I spend much of my working week tracing familiar paths around the northern part of central London. It's repetitive, and I often find I've switched to "autopilot", arriving at my destination with little or no recollection of the journey.
But I live 100 miles from London, so I rarely see it at the weekend. That why it was so interesting to wake up this saturday morning in Barbican, don a pair of jeans instead of a suit, and revisit some familiar haunts with a recreational (rather than functional) perspective.
And it's amazing what you see: Upon opening my curtains on the sixth floor, three gigantic cranes confronted me. I've walked past them hundreds of times, but never spotted them before. What are they building, and why?
Perhaps it was the much-diminished pedestrian presence which exposed the many metal cabinets adorning our pavements. Are these part of our electricity, gas or telecoms infrastructure? Who uses them, and why? And whence the welcome development of street artists attacking them with colourful patterns?

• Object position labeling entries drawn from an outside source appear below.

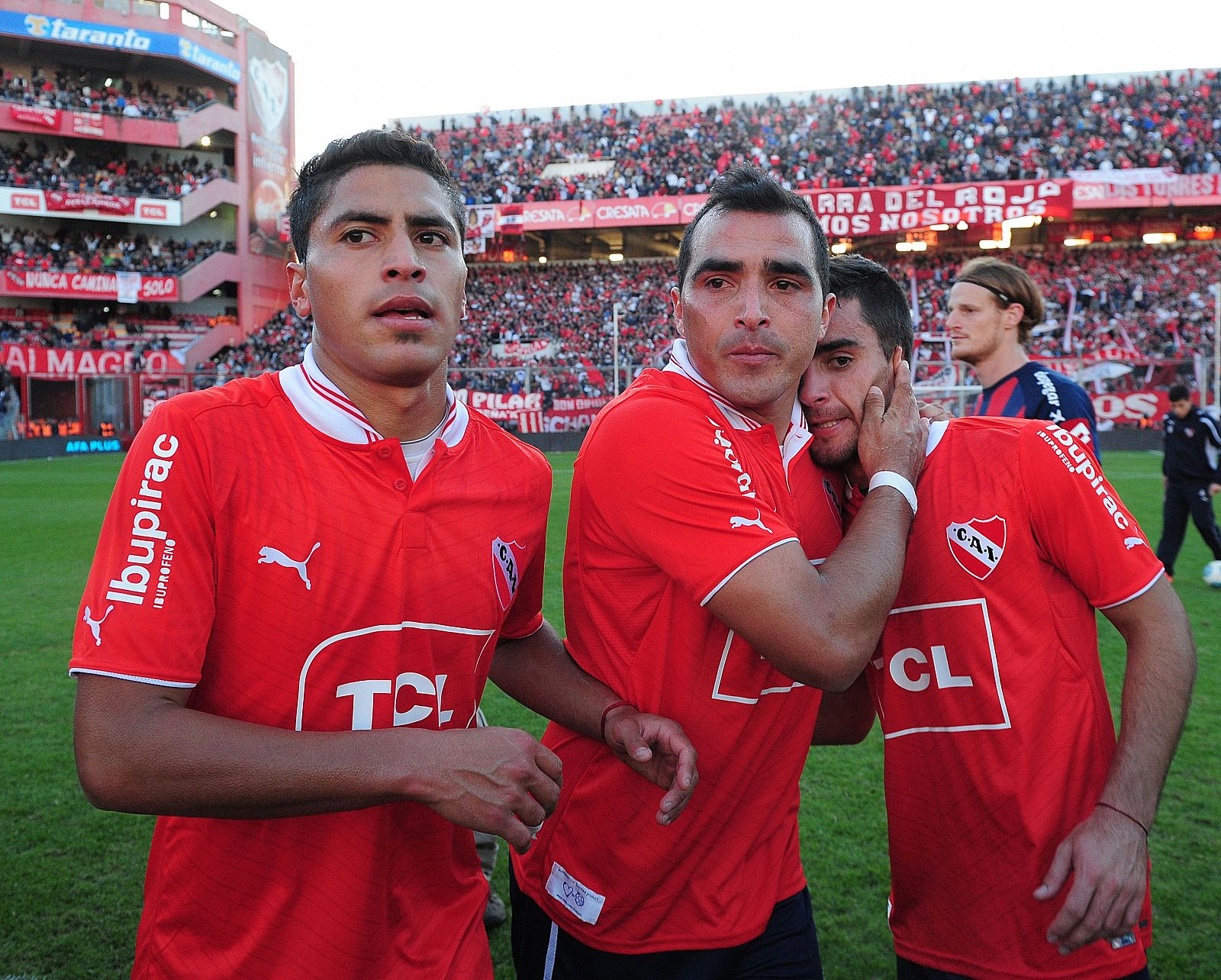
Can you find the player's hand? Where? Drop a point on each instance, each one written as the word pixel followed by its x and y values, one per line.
pixel 659 750
pixel 893 437
pixel 934 412
pixel 1108 857
pixel 494 780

There's usually no opportunity to look up inside Baker St. underground station. It's more important to watch the movements of others acutely, so as to avoid collisions in the morning maelstrom. But when you do look up, the ceiling is remarkable: It's decorated with rather formal squares and circles of red on white. Who did that, and why?
Looking up at Marylebone train station was also revealing. The sheer complexity of the interwoven steel frame is mind-boggling, and I loved the juxtaposition of a group of stranded helium balloons amongst the struts and arches. Changing my viewpoint slightly I spotted a cluster of CCTV cameras, and of course that triggered sightings of several more cameras dotted around the building. Why so many? Who watches the footage?

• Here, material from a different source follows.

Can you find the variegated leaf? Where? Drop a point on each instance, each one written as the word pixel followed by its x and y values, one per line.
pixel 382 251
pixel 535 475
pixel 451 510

All of this reminds me of an exercise a few years ago, undertaken as part of a photography class at my local college. We were asked to spend a couple of weekends shooting 26 images, one in the form of each letter of the alphabet. Until this task provoked me to look up, I'd never imagined that some lamp-posts look like a 'J', or that a window frame could resemble an 'A'.

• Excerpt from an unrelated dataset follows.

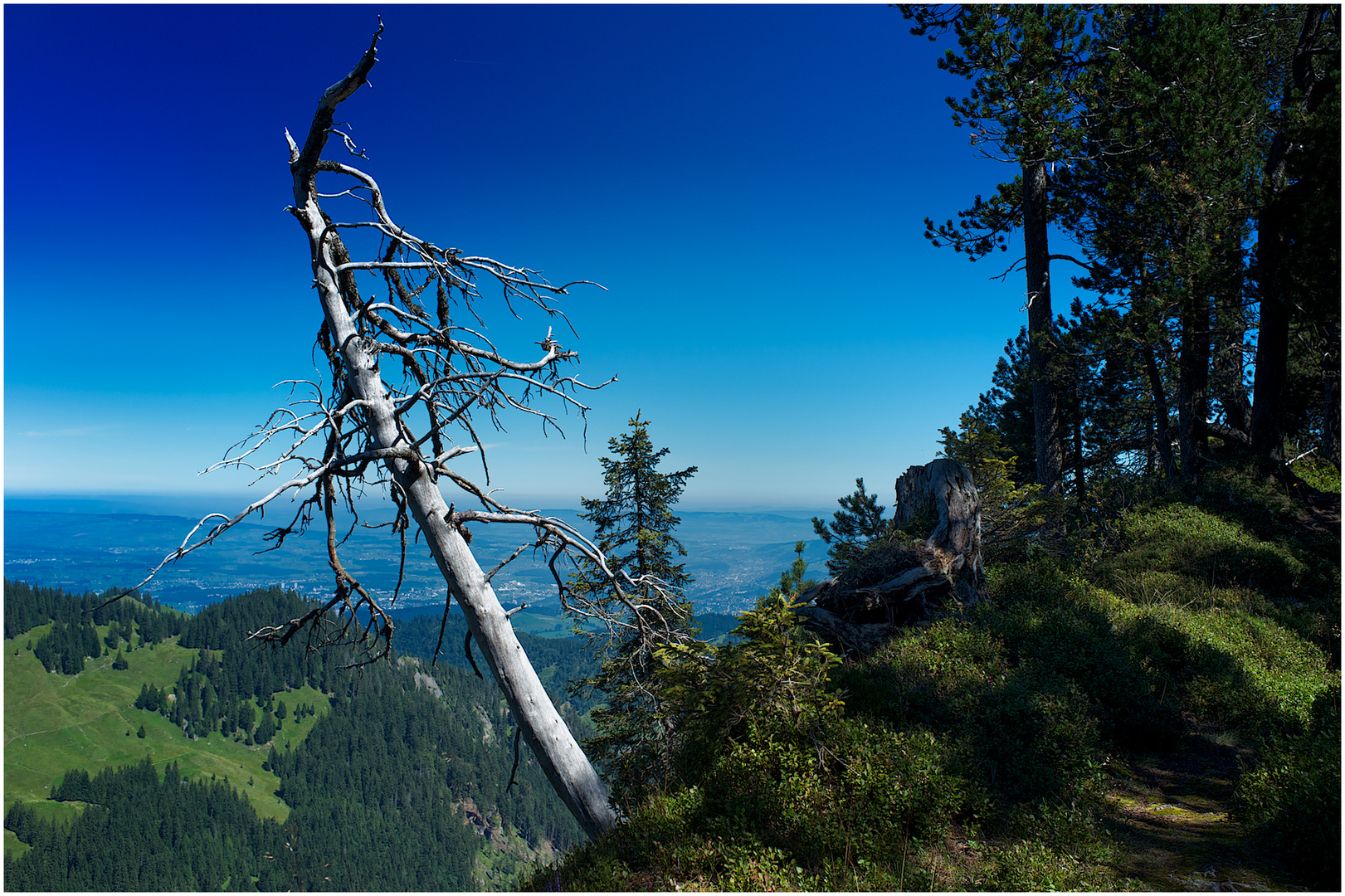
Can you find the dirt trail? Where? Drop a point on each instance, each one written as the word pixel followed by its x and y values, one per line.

Why do we so rarely look up? I think it's a gravity thing. For land mammals like us, the most important objects are on the ground. For basic survival it's been much more important to look left, look right, look behind, or look into the distance. Of course this is why widescreen TVs have replaced traditional square tubes: Most of our TV programmes are about people, so why waste all that space on the sky? How different things must be in the genuinely three-dimensional world occupied by birds or fish!